Deshalb gibt es auch Stimmen in Mexiko, die einer Neuverhandlung der Nafta-Verträge gut 22 Jahre nach deren Abschluss gar nicht so ablehnend gegenüberstehen. Für Aufsehen und für eine Debatte in Mexiko über die Diversifizierung des eigene Außenhandels hat beispielsweise die Rücksendung von 100 Tonnen Avocados durch die USA Anfang Februar gesorgt und.

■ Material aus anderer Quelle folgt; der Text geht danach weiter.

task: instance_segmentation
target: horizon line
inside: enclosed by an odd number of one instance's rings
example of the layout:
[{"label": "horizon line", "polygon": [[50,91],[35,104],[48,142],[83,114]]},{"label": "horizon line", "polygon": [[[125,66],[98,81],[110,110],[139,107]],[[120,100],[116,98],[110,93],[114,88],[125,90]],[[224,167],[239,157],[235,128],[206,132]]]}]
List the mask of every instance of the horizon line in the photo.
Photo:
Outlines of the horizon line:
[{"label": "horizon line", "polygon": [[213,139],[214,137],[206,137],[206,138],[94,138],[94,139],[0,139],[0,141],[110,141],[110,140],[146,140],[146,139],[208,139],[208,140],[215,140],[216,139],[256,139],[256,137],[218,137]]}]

Die Nachfrage nach Avocados ist auf dem Weltmarkt sehr hoch und die Produzenten, die sich im Bundesstaat ­Michoacán konzentrieren, kommen mit der Produktion kaum hinterher. Ähnlich erfolgreich ist Mexiko bei der Produktion von Tomaten, Beeren und Obst für den großen Nachbarn.
Doch bei der Produktion von Grundnahrungsmitteln, wo deutlich weniger Arbeitnehmer im Einsatz sind, sind die US-Bauern die Gewinner, denn sie exportieren Getreide, Mais, Bohnen und Schweinefleisch en gros gen Süden. »Die US-Politik fördert systematisch die industrielle Landwirtschaft und die großen Agrarhandelshäuser«, schreibt Karen Hansen-Kuhn vom Institut für Landwirtschaft und Handelspolitik (IATP) in einer Beilage der Tageszeitung La Jornada. »Aber es wäre ein Fehler, die Chance verstreichen zu lassen, das Abkommen neu zu definieren und mehr im Kontext der Ernährungs­sicherheit, der Arbeitsrechte und des Schutzes der Kleinbauern zu tun.« Sie plädiert dafür, trotz der negativen Vorzeichen das Nafta-Abkommen zu reformieren. Ein riskantes Manöver, aber angesichts der gesellschaftlichen Debatte über die Neuausrichtung der mexikanischen Handelspolitik und des Widerstands gegen Trump vielleicht kein schlechter Zeitpunkt, so die Agrarexpertin Ana de Ita vom Ceccam, dem Institut für den Wandel auf dem mexikanischen Land.